Exactly right. It was a very clever plan because the Israelis knew they had to get through the outer ring of Ugandan soldiers guarding the airport [cleanly] because if there was a firefight at the outer ring the terrorists would be forewarned and have a chance to start killing the hostages. So one of the senior special-forces officers on the raid, Muki Betser, told his commander, Yoni Netanyahu, that whatever happens, even if they were challenged, “Don’t stop and don’t fire.” He thought Yoni Netanyahu had agreed to this.
But what actually happens is that as they’re driving toward the terminal at 40 miles an hour with the lights on – pretending to be a military convoy – they see three Ugandan sentries, one of whom raises his rifle to his shoulder as if he’s going to fire. Now, Muki knows from his time in Uganda that this is just standard procedure, so he says to Yoni, “He won’t fire, just keep going.” But for some reason Yoni ignores him and says to the driver, “Swerve slightly to the right, I’m going to take him out with a silenced pistol.”

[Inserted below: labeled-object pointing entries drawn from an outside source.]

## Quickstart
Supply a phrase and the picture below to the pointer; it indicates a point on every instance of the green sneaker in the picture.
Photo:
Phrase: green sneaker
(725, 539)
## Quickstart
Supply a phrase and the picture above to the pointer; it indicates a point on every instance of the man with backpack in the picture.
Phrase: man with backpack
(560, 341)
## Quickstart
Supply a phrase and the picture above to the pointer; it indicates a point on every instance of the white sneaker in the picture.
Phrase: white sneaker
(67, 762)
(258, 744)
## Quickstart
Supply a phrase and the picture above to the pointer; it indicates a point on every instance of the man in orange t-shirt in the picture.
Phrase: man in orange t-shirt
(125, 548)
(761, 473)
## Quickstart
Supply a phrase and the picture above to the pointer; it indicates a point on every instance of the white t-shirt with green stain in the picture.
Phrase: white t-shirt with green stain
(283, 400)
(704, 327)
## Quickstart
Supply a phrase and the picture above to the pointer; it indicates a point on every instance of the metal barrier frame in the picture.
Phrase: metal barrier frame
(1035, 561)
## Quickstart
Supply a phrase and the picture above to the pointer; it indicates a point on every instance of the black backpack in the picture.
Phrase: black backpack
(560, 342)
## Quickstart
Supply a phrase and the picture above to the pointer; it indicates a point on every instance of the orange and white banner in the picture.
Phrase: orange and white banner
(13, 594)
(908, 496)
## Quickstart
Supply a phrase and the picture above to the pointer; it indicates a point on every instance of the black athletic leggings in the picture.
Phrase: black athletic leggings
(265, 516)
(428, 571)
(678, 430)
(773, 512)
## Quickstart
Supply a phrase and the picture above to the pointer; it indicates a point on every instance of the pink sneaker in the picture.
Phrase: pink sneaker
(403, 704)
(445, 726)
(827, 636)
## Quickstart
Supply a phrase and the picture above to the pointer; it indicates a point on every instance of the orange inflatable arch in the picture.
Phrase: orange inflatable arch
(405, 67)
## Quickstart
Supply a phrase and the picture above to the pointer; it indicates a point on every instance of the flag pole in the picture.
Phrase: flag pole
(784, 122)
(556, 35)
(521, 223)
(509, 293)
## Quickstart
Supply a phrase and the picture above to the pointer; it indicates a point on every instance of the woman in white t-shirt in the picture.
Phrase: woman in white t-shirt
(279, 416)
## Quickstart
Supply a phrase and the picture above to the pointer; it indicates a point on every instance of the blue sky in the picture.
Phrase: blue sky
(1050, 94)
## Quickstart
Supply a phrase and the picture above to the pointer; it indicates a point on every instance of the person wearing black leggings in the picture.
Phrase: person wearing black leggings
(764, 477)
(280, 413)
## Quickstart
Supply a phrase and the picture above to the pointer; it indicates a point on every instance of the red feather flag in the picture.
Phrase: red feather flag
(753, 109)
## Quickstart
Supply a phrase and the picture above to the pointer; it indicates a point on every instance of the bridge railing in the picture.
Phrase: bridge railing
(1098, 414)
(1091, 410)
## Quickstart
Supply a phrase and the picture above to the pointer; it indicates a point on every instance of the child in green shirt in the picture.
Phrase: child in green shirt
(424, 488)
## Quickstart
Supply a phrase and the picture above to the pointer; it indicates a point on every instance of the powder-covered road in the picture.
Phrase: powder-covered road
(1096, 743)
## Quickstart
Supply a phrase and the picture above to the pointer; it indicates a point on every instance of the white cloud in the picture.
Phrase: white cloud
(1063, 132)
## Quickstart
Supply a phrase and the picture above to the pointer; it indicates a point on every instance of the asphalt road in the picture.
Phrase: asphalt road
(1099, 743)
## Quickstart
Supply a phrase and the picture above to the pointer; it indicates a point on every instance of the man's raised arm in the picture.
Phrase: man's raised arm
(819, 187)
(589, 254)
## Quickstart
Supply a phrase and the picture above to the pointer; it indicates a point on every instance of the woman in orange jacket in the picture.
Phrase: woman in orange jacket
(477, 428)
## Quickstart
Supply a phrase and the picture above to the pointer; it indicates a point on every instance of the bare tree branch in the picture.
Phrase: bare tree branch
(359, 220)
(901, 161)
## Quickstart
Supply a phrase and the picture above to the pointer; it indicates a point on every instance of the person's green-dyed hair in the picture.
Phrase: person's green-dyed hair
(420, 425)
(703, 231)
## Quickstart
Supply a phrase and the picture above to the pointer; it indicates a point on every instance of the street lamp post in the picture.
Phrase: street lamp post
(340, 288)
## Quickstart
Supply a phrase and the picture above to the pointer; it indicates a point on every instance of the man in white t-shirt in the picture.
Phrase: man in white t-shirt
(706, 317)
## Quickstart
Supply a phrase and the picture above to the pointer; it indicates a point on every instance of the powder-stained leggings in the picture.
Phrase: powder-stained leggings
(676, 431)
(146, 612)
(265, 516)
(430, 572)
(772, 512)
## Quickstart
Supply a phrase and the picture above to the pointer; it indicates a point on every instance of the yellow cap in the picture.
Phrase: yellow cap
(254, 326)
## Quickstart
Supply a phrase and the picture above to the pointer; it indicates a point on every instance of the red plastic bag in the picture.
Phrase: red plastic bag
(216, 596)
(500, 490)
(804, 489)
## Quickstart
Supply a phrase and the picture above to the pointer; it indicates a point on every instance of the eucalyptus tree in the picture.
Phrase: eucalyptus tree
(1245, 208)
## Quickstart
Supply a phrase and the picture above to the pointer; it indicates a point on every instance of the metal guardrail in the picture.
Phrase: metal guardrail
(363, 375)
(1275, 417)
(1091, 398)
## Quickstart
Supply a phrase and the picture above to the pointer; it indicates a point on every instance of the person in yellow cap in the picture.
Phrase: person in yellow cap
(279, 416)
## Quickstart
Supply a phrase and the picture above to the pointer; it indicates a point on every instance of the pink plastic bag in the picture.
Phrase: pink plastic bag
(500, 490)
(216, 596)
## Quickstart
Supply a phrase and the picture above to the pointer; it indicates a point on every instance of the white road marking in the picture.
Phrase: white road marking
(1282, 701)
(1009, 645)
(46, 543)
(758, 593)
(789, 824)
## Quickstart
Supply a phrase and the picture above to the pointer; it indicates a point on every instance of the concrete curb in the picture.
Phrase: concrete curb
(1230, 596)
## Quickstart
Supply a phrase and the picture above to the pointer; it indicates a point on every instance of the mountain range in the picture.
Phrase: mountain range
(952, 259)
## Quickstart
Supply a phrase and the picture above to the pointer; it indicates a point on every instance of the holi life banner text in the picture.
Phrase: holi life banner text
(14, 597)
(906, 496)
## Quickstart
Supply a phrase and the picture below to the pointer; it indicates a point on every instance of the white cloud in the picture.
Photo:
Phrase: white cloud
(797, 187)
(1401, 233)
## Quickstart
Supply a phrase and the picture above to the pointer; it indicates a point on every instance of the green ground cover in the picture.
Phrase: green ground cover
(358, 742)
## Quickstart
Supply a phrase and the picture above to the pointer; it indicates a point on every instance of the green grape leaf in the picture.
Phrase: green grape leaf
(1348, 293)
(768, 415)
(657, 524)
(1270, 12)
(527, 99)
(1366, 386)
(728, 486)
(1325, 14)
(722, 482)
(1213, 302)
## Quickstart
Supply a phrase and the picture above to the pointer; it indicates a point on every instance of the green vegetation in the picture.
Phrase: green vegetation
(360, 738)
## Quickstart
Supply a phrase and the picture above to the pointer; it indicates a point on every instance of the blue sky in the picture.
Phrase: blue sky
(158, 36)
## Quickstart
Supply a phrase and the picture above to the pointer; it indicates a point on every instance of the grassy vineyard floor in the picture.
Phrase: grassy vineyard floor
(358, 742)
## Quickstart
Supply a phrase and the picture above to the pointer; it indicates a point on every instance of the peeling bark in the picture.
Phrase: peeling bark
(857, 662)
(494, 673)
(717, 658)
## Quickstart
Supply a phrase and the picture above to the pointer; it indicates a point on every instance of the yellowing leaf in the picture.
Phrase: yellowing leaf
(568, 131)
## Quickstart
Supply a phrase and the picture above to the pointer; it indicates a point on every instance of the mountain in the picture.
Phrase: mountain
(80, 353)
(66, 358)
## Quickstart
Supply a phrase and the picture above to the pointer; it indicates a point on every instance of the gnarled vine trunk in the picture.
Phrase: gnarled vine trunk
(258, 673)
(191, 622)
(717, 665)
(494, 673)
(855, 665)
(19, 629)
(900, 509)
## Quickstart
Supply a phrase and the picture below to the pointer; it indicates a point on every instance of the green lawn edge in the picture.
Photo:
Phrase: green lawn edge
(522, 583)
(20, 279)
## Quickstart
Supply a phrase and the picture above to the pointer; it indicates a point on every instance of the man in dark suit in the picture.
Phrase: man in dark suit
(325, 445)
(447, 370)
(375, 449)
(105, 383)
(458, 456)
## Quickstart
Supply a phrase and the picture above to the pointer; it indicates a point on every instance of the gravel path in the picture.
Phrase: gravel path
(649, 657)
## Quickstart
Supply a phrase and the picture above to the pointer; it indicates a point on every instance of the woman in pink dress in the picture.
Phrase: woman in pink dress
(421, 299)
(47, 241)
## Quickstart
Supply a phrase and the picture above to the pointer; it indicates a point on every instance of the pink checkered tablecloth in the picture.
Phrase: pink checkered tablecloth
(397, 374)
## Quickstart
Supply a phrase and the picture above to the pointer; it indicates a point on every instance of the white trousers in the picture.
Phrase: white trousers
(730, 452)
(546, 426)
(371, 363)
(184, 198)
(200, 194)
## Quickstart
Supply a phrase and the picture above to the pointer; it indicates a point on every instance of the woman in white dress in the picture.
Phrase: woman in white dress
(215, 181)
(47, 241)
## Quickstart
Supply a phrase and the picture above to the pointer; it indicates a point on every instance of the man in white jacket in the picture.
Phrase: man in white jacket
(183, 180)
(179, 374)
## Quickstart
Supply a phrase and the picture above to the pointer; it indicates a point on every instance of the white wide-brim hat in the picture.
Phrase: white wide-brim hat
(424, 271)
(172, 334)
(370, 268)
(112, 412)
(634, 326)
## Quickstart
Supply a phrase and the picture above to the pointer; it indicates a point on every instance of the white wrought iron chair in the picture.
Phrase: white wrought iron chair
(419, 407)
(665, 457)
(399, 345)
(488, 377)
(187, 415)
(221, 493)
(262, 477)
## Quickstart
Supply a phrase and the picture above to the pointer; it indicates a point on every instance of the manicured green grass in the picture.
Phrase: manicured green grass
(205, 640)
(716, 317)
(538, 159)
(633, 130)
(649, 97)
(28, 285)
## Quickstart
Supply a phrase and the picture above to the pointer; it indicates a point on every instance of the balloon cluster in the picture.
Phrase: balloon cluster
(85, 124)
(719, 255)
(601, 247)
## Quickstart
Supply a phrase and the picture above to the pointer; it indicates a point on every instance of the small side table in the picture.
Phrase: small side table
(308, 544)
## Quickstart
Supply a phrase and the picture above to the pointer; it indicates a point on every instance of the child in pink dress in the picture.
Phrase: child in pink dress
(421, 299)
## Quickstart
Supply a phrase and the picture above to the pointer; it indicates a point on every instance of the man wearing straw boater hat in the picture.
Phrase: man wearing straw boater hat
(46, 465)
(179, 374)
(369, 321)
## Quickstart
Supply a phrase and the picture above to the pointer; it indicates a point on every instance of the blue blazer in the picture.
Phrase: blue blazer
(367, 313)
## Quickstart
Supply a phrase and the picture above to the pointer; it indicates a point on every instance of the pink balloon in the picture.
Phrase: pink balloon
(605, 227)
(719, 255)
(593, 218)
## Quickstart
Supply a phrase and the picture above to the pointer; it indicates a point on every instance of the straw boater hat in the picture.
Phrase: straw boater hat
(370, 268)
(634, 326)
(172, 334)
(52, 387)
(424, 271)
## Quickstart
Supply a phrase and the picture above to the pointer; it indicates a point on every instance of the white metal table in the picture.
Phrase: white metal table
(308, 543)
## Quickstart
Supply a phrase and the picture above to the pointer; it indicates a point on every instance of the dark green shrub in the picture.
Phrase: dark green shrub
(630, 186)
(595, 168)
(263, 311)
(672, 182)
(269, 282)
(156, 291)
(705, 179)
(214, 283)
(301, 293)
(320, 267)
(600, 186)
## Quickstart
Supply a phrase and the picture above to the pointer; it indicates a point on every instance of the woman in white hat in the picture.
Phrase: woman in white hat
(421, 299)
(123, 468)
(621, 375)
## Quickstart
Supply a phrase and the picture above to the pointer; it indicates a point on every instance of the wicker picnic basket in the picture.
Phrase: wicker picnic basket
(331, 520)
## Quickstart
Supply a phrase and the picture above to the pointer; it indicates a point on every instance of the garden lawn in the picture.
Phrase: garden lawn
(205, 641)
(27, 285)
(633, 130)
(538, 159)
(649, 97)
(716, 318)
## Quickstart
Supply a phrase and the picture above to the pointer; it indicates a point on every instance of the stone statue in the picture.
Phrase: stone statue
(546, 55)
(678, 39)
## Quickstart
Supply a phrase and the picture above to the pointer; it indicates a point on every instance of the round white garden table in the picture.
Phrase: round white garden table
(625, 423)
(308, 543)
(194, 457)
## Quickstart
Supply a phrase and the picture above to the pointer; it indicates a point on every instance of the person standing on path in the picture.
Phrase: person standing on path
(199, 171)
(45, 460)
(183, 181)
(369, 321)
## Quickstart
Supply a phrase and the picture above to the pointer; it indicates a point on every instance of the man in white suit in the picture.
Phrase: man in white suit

So he and another officer draw their pistols and shoot at the sentry. He falls and they think they managed to kill him silently. But he’s not dead and he gets up a second later and raises his rifle to shoot, so one of the Israeli soldiers in the truck behind the Mercedes opens fire with his Kalashnikov. And this starts a massive firefight because not only do the Israelis on all three trucks start firing now but so do the Ugandans from various vantage points. And as far as Muki Betser is concerned, this is a total disaster because it’s given the terrorists a chance to start killing the hostages.
Why, in fact, didn’t they kill the hostages?
This is the other amazing thing about the story, and it’s hard to know. I was able to track down one of the terrorists’ accomplices, Gerd Schnepel – he was actually the boyfriend of the female hijacker – and he gave me what I think is a very credible reason. Two of terrorists inside the building were Revolutionary Cells terrorists from Germany, and they weren’t killers, Schnepel told me. They were idealists. And when they realized the game was up, when they realized they weren’t going to get their fellow terrorists in Germany released from prison – which is why they participated in this hijacking – they decided not to become murderers and kill defenseless men, women, and children.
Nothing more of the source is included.